RAID 60 benefits and drawbacks
I like RAID 50 a lot, so you might think that I’m a big believer in taking that to the next level and that I would like RAID 60 even more; to be honest, I’m not sure. I see RAID 50 as a great balance between capacity, performance, and reliability, and I see RAID 60 as potentially imbalanced on the capacity side (to the negative) in order to support the increased reliability inherent in RAID 60.
I don’t think you should simply avoid RAID 60 at all costs; instead, make the decision on a case by case basis with an understanding of the tradeoffs that you’ll face. In fact, you might find that RAID 60 is a great fit when you need higher usable capacity and better reliability and can trade a little in write performance for it.
With RAID 60, you’re going to lose anywhere from around 12% to 50% of your usable space to parity information.
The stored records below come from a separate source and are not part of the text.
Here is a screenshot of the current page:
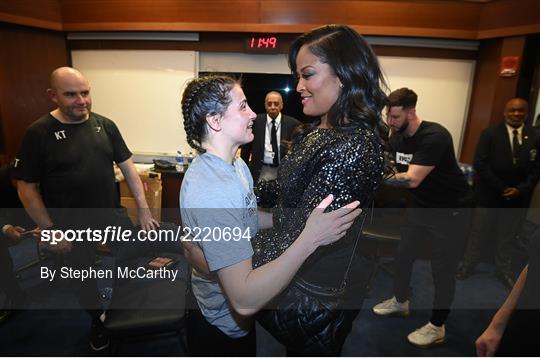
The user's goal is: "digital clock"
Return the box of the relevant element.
[244,35,280,53]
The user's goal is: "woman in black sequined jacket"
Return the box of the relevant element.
[252,25,387,355]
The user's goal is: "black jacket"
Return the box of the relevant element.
[241,113,301,183]
[474,122,540,207]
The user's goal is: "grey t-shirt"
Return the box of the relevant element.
[180,153,258,338]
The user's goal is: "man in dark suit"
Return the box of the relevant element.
[241,91,300,183]
[457,98,540,288]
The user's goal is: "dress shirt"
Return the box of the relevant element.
[263,113,281,165]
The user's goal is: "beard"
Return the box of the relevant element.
[395,121,409,134]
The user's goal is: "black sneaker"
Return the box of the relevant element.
[90,321,110,352]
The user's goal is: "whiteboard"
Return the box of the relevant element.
[71,50,199,155]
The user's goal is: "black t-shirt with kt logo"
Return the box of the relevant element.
[390,121,472,208]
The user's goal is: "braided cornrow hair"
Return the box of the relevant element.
[182,76,238,153]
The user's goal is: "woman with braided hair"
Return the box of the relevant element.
[180,76,360,356]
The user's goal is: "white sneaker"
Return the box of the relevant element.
[373,296,409,317]
[407,322,446,348]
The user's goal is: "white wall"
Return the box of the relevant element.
[72,50,474,156]
[71,50,198,154]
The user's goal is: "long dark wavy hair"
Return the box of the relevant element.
[288,25,388,144]
[182,76,240,153]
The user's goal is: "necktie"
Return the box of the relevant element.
[270,119,279,165]
[512,129,520,163]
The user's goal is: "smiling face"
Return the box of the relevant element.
[296,45,341,121]
[386,106,414,134]
[49,71,92,122]
[504,98,529,128]
[221,85,257,146]
[264,92,283,119]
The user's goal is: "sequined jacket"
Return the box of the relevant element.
[252,128,384,287]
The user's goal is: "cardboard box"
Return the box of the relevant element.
[120,173,162,224]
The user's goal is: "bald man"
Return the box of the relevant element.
[457,98,540,288]
[242,91,301,182]
[14,67,158,350]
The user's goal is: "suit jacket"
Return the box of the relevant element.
[474,122,540,207]
[241,113,301,183]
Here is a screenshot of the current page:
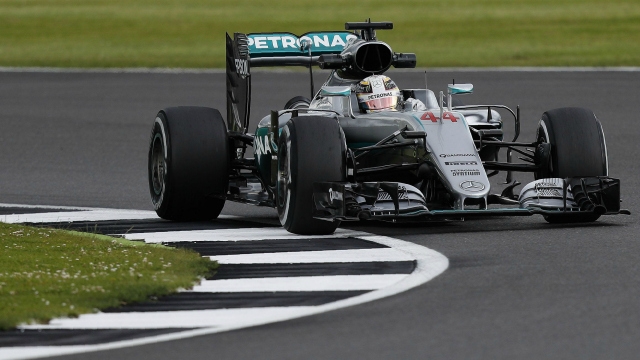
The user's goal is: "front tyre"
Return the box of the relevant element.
[534,108,608,223]
[148,106,229,221]
[276,116,346,235]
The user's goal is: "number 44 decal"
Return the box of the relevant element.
[420,111,458,123]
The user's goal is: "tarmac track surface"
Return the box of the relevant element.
[0,71,640,359]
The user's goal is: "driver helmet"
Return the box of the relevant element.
[356,75,400,113]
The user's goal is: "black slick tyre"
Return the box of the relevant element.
[148,106,229,221]
[534,108,608,223]
[276,116,346,235]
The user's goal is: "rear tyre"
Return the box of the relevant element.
[284,96,311,110]
[276,116,346,235]
[534,108,608,223]
[148,106,229,221]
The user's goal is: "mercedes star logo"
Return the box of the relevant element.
[460,180,484,192]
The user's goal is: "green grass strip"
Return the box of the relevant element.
[0,223,217,330]
[0,0,640,68]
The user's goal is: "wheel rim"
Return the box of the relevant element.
[150,134,166,196]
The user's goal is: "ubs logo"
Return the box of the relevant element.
[460,180,484,192]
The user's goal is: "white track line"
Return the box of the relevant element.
[0,210,158,224]
[209,248,414,264]
[125,227,365,243]
[190,274,408,293]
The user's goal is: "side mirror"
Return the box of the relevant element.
[447,84,473,95]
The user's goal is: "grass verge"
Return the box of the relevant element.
[0,0,640,68]
[0,223,217,330]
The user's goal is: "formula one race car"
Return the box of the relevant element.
[149,21,629,234]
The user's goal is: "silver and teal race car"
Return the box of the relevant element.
[149,22,629,234]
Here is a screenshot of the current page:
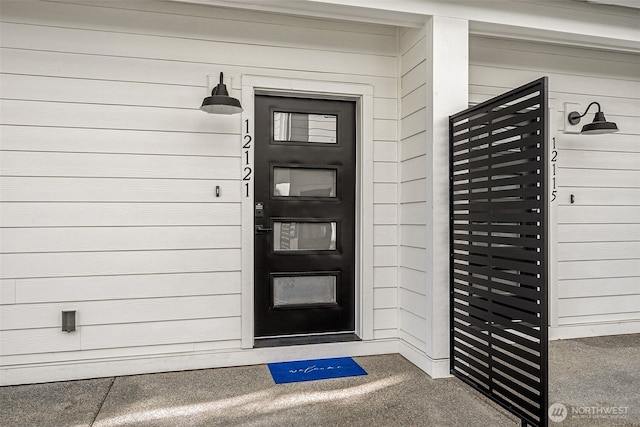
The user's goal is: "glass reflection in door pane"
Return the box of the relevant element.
[273,221,336,251]
[273,111,338,144]
[273,167,336,197]
[273,275,336,307]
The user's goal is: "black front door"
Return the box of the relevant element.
[254,96,356,338]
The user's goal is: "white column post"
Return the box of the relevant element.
[426,16,469,377]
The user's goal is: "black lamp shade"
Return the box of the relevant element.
[580,111,619,135]
[200,73,242,114]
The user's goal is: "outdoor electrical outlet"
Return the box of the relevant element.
[563,102,585,133]
[62,311,76,332]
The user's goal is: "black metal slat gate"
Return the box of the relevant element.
[449,77,548,426]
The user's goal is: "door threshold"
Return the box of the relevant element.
[253,333,362,348]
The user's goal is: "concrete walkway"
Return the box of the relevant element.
[0,335,640,427]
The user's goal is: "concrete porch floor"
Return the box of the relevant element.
[0,335,640,427]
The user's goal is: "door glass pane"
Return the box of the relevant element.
[273,168,336,197]
[273,221,336,251]
[273,112,338,144]
[273,276,336,307]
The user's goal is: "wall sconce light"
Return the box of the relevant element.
[200,73,242,114]
[567,102,619,135]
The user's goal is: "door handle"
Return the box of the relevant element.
[256,225,273,234]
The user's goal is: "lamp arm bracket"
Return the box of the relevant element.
[567,101,601,125]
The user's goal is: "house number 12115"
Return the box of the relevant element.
[242,119,253,197]
[551,138,558,203]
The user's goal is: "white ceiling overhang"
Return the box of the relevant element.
[173,0,640,53]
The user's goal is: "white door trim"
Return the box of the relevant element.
[240,74,373,348]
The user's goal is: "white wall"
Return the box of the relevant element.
[398,27,430,354]
[0,1,398,384]
[469,37,640,338]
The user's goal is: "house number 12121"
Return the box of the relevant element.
[242,119,253,197]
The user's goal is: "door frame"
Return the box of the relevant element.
[239,74,374,349]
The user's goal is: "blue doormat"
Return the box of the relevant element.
[268,357,367,384]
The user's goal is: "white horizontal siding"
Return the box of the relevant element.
[470,37,640,337]
[398,28,429,352]
[0,1,398,380]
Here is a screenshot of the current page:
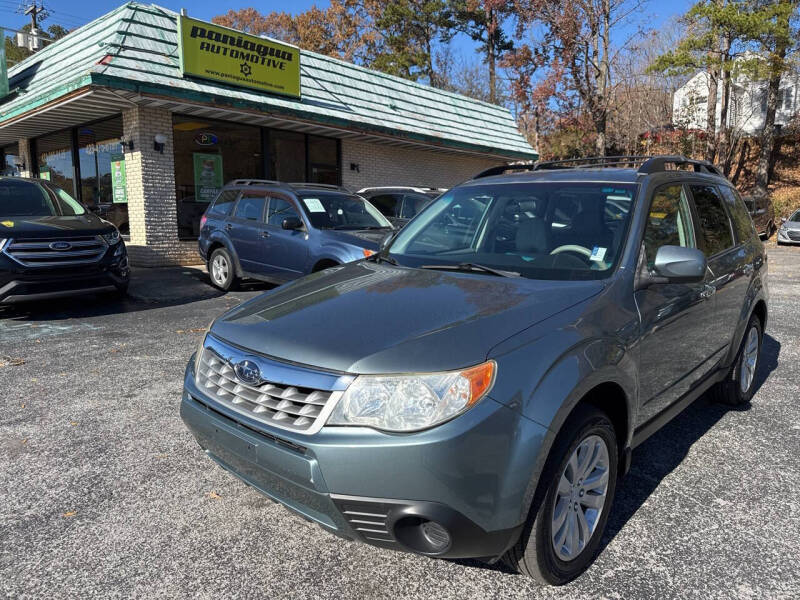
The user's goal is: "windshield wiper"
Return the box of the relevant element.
[367,252,400,267]
[420,263,520,277]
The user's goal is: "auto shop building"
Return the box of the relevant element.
[0,3,537,266]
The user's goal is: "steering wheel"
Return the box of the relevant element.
[550,244,592,259]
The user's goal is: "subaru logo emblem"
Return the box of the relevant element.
[233,360,261,385]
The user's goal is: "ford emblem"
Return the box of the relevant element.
[233,360,261,385]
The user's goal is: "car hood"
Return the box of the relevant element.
[211,261,603,373]
[0,213,113,238]
[325,229,391,250]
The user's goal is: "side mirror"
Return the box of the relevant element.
[653,246,708,283]
[281,217,303,230]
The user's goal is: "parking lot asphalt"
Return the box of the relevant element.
[0,245,800,600]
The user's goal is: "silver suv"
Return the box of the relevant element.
[181,157,767,584]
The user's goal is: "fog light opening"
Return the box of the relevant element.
[394,517,452,554]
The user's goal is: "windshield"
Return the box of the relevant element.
[300,191,392,230]
[388,182,638,280]
[0,179,86,217]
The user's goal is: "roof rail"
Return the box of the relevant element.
[226,179,281,185]
[534,155,651,171]
[637,155,723,177]
[472,163,536,179]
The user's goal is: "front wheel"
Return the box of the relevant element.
[504,406,619,585]
[711,315,763,406]
[208,248,236,292]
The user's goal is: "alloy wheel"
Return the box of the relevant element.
[739,327,758,394]
[551,435,609,561]
[211,254,230,286]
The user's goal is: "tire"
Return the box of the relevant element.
[503,405,619,585]
[208,248,238,292]
[711,315,764,406]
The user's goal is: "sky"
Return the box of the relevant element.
[0,0,694,54]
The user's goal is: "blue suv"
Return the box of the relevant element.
[199,179,393,290]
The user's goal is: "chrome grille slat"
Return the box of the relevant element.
[3,235,108,267]
[197,348,336,431]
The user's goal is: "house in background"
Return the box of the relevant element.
[672,62,800,136]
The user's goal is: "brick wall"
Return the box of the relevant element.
[19,138,35,177]
[122,106,200,267]
[342,140,502,190]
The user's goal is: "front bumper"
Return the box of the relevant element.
[0,247,130,304]
[180,363,546,559]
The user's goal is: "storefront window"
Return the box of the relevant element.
[0,144,22,177]
[78,117,129,234]
[308,135,339,185]
[172,115,264,239]
[36,129,78,197]
[269,129,306,182]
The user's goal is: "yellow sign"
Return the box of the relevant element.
[178,16,300,98]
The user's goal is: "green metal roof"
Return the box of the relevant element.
[0,2,537,159]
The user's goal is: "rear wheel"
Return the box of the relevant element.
[208,248,237,292]
[711,315,763,406]
[504,406,619,585]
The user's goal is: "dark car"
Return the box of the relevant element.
[181,157,768,584]
[744,196,777,239]
[199,179,393,290]
[358,187,445,227]
[0,177,130,304]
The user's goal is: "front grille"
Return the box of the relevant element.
[4,235,108,267]
[197,348,337,432]
[334,498,397,546]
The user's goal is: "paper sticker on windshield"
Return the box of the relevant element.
[303,198,325,212]
[589,246,606,262]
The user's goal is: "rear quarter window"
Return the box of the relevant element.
[208,190,239,217]
[720,186,756,242]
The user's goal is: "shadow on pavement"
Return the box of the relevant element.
[454,334,781,573]
[0,267,275,321]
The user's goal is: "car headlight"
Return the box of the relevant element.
[328,361,497,432]
[103,227,119,246]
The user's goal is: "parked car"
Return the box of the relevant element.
[180,157,767,584]
[0,177,130,304]
[357,186,445,227]
[199,179,393,290]
[778,210,800,245]
[744,196,776,240]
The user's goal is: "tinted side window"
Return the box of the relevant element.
[690,185,733,256]
[644,184,697,269]
[208,190,239,217]
[369,194,402,217]
[720,186,756,242]
[267,197,300,227]
[236,194,267,221]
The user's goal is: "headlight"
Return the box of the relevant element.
[103,227,119,246]
[328,361,496,431]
This is not a bad thing, and the whole design of RAID 6 is built around the idea that using more space (two disk’s worth to be exact) to enhance reliability is a good thing. If you’re ultra-concerned about reliability, are you more likely to use fewer disks per individual RAID 6 set? If so, this would decrease the overall usable capacity of the solution. In fact, in the diagram above, you’d lose 50% of your disk space to parity, so why not just go with RAID 10 in that scenario?
With RAID 6, you will take a performance hit (more so than with RAID 50) when it comes to writes, but reads will be boosted, as is the case with RAID 10 and RAID 50. The exact performance hit you take with writes under RAID 60 is largely dependent on the quality of your RAID controller and on what you’re doing. If you’re considering implementing a RAID 60 that eats 50% of your space in overhead, it’s time to consider just using RAID 10, which will provide similar read performance and better overall write performance and provide similar levels of redundancy.
From a pure reliability perspective, a RAID 60 array is orders of magnitude more reliable than even RAID 50 arrays due largely to the extra parity disk employed in RAID 60.
The more disks you add to each individual RAID 6 set in a RAID 60 array, the higher percentage of usable space you get from the overall RAID 60 array. Perhaps the biggest tradeoff in RAID 60 is that you can build larger individual RAID 60 sets in a safer manner than is possible under RAID 50, so from that perspective, perhaps you can get more safely usable space from a RAID 60 array.
When it comes to RAID 60, I don’t think IT pros should have a one-size-fits-all mentality. And before you jump on the RAID 60 train, be aware that there are potential downsides for usable space and performance that need to be considered, so choose wisely.